Howard Hughes Medical Institute

Cold Spring Harbor Laboratory

ORCID: 0000-0002-3958-3173



Lisch, D. (2013). How important are transposons for plant evolution? Nat. Rev. Genet. 14: 49–61.

Martínez, G. and Slotkin, R.K. (2012). Developmental relaxation of transposable element silencing in plants: functional or byproduct? Curr. Opin. Plant Biol. 15: 496–502.

Shahid, S. and Slotkin, R.K. (2020). The current revolution in transposable element biology enabled by long reads. Curr. Opin. Plant Biol. 54: 49–56.

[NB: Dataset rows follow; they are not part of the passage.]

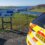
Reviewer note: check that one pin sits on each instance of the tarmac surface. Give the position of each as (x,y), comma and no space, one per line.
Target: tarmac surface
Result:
(9,38)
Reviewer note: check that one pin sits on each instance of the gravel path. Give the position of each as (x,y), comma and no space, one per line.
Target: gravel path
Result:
(13,39)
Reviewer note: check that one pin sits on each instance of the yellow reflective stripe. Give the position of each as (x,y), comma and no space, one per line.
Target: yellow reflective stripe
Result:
(38,43)
(37,28)
(31,35)
(44,31)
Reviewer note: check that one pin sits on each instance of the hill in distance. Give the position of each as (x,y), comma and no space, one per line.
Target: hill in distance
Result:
(39,8)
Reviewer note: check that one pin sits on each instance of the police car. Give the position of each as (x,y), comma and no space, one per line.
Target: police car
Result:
(36,34)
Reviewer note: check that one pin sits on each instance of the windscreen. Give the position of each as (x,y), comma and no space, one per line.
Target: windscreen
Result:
(40,21)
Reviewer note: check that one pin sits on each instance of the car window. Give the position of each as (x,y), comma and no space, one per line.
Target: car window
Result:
(40,21)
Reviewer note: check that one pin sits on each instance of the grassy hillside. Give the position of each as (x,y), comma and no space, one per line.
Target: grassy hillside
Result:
(19,21)
(38,10)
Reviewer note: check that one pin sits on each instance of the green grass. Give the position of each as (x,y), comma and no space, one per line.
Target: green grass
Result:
(38,10)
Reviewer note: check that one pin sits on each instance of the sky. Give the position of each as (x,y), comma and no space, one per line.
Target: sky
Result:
(21,2)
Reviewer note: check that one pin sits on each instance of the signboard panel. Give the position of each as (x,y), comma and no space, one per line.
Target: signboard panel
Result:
(6,13)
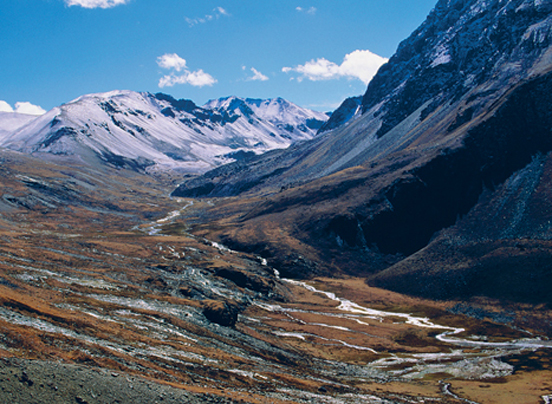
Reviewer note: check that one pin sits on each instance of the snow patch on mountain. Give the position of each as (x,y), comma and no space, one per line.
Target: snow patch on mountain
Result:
(158,132)
(12,121)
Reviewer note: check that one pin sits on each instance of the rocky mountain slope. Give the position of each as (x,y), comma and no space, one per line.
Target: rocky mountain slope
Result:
(157,132)
(458,111)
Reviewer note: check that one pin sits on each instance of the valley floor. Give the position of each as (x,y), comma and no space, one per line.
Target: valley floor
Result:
(106,304)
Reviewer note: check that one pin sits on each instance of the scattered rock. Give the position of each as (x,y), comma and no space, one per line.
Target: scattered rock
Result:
(224,313)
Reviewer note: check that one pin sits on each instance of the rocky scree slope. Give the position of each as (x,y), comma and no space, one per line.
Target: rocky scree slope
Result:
(142,131)
(462,107)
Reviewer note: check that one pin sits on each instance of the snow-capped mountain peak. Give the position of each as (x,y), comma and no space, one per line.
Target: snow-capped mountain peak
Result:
(143,130)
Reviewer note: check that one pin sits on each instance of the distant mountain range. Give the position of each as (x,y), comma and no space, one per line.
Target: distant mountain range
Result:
(436,182)
(143,131)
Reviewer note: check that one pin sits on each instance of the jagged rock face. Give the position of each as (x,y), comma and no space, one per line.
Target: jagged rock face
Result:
(462,106)
(462,45)
(142,131)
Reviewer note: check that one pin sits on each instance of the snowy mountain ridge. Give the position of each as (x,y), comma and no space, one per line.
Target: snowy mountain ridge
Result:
(157,132)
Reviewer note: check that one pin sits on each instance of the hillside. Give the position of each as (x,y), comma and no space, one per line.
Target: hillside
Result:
(454,116)
(157,133)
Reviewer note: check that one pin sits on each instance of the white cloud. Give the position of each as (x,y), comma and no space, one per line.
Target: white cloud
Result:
(28,108)
(22,108)
(171,61)
(311,10)
(5,107)
(197,79)
(217,13)
(360,64)
(257,76)
(96,3)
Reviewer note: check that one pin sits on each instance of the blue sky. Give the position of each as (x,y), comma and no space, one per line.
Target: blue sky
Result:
(313,53)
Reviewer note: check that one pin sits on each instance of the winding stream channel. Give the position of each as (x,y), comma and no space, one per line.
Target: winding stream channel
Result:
(472,357)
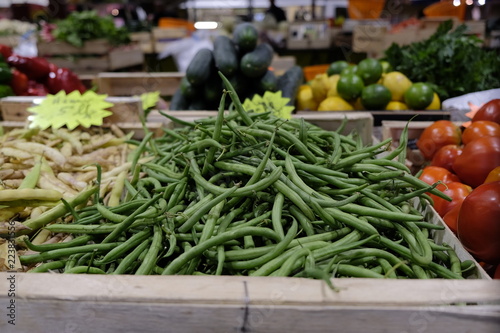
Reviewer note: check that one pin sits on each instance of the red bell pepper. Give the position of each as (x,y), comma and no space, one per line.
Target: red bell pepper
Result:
(36,89)
(34,67)
(5,51)
(64,79)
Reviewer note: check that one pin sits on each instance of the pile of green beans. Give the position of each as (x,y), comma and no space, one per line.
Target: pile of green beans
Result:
(251,194)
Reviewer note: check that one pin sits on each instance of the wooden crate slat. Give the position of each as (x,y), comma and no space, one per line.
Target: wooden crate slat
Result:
(126,84)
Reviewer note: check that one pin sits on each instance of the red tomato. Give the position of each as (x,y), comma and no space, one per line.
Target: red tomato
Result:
(19,82)
(477,160)
(478,129)
(5,51)
(451,217)
(456,191)
(489,111)
(437,135)
(446,155)
(433,174)
(478,225)
(493,176)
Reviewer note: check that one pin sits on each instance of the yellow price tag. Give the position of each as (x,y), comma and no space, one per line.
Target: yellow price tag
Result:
(150,99)
(271,102)
(73,110)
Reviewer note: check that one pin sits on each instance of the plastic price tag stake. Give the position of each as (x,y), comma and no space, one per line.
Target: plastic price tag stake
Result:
(271,101)
(150,99)
(73,110)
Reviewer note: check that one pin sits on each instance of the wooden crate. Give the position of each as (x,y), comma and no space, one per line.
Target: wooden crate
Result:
(95,56)
(125,109)
(145,41)
(361,122)
(61,302)
(136,83)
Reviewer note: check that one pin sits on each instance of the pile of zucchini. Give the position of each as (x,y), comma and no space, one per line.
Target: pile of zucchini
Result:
(241,59)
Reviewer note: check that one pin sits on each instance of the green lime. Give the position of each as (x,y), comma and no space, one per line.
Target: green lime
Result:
(370,70)
(386,66)
(336,67)
(350,86)
(351,69)
(375,97)
(418,96)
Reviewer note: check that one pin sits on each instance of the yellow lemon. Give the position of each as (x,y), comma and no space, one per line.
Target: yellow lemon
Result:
(333,80)
(334,103)
(396,106)
(305,99)
(397,83)
(320,86)
(435,104)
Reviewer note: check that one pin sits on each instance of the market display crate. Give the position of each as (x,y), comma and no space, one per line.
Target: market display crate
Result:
(144,39)
(136,83)
(94,57)
(256,304)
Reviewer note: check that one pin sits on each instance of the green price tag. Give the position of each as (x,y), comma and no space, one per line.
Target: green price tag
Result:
(150,99)
(73,110)
(271,101)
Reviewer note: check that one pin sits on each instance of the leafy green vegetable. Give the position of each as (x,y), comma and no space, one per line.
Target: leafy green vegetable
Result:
(451,60)
(80,27)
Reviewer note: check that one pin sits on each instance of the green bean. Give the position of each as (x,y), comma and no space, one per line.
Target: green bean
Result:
(121,227)
(81,240)
(84,270)
(55,212)
(276,251)
(59,253)
(221,238)
(126,262)
(150,259)
(130,243)
(48,266)
(276,214)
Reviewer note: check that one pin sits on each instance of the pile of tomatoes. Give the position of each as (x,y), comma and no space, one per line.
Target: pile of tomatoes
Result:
(467,163)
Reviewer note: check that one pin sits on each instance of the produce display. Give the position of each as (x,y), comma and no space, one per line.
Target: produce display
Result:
(250,194)
(33,76)
(244,61)
(369,85)
(82,26)
(467,163)
(451,60)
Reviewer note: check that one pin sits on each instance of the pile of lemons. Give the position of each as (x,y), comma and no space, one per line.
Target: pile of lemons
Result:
(369,85)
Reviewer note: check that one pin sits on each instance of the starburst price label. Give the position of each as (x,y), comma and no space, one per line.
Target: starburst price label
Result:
(271,102)
(150,99)
(70,110)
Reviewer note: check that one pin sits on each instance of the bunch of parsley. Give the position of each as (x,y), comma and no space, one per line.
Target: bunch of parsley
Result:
(455,63)
(80,27)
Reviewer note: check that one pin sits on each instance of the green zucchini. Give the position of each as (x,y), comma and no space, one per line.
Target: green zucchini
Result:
(289,83)
(200,67)
(245,35)
(255,64)
(225,55)
(178,101)
(269,82)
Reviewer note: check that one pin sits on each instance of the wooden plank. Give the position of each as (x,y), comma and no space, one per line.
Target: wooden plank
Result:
(136,83)
(269,304)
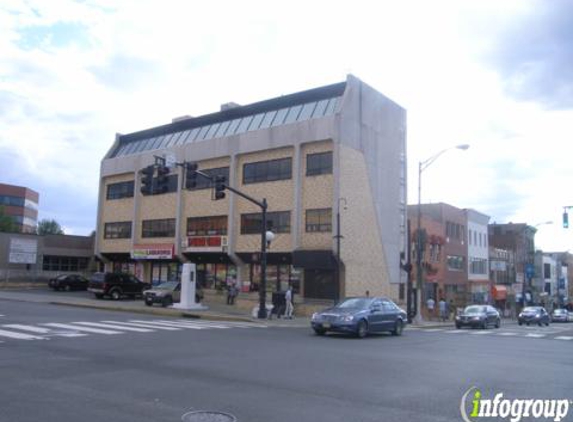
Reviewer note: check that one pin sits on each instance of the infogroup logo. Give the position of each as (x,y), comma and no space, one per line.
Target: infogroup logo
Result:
(474,407)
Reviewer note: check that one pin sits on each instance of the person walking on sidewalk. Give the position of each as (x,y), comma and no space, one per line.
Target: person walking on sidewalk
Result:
(289,308)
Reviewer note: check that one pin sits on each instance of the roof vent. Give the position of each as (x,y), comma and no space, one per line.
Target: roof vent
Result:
(228,106)
(181,118)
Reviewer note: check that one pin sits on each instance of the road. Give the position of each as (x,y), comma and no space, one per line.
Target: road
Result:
(117,366)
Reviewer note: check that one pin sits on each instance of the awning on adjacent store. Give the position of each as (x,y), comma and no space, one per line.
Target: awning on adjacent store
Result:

Wang, B., Tseng, E., Regulski, M., Clark, T.A., Hon, T., Jiao, Y., Lu, Z., Olson, A., Stein, J.C., and Ware, D. (2016). Unveiling the complexity of the maize transcriptome by single-molecule long-read sequencing. Nat. Commun. 7: 11708.

Zemach, A., Kim, M.Y., Hsieh, P.-H., Coleman-Derr, D., Eshed-Williams, L., Thao, K., Harmer, S.L., and Zilberman, D. (2013). The Arabidopsis Nucleosome Remodeler DDM1 Allows DNA Methyltransferases to Access H1-Containing Heterochromatin. Cell 153: 193–205.

Panda, K. and Slotkin, R.K. (2020). Long-read cDNA Sequencing Enables a “Gene-Like” Transcript Annotation of Transposable Elements. The Plant Cell.